Nous voici donc de nouveau revenus, pour terminer, à l’alchimie de la formation d’une nation et aux discours qui la légitiment : la recherche d’une mère patrie mythique, matrice de toutes les civilisations, en Asie centrale, faisant des Turcs les ancêtres de tous les peuples nobles de la terre. Discours qui ne se résume en fin de compte qu’en la farouche volonté de prendre sa place sous le soleil, celui-ci restant obstinément assimilé à l’Occident.
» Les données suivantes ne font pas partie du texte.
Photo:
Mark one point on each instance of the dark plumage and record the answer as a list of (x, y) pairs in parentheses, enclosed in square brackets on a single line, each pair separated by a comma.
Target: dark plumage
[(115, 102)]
1. Généalogie d’une société

« Quel bonheur de se nommer Turc* ! »

Stéphane Yerasimos

Une première rencontre émerveillée des Byzantins avec les Turcs sera sans lendemain : l'empire des Turcs célestes éclatera sous peu et les peuples turcs apparaîtront sous des noms nouveaux dans les parages de Byzance. De leur côté, pendant un millénaire, jusqu'à l'aube du XX‘ siècle, les Turcs, fondateurs d'empires, vont abdiquer leur qualificatif national.
En l’an 921, Ibn Fadlan mène une ambassade du calife de Bagdad vers le souverain des Bulgares de la Volga, désireux d’embrasser l’islam. La mission, jointe à une caravane, remonte vers le nord la steppe située entre la Caspienne et la mer d’Aral, et Ibn Fadlan note dans son journal :

Le lendemain nous rencontrâmes un Turc. C’était un homme laid d’aspect, d’un extérieur misérable, chétif d’apparence et ignoble réellement. Nous venions d’être surpris par une pluie violente. « Arrêtez-vous ! » cria-t-il. Toute la caravane s’arrêta : elle était composée d’environ trois mille chevaux et cinq mille hommes. Puis il dit : « Personne de vous ne passera. » Nous nous arrêtâmes, obéissant à son ordre, et nous lui dîmes : « Mais nous sommes des amis du Kudherkîn (le vice-roi turc). » Il se mit à rire et à dire : « Qu’est-ce que le Kudherkîn ? Je chie sur la barbe du Kudherkîn. » Puis il dit : « pekend », c’est-à-dire « du pain » dans la langue du Khwarizm. Je lui remis des galettes de pain, il les prit et dit : « Passez, j’ai eu pitié de vous'. »

…..

* Citation de Kemal Atatürk.
1. Ibn Fadlan, Voyage chez les Bulgares de la Volga, traduit de l’arabe et présenté pat
Marius Canard, Paris, Sindbad, 1988, p. 43.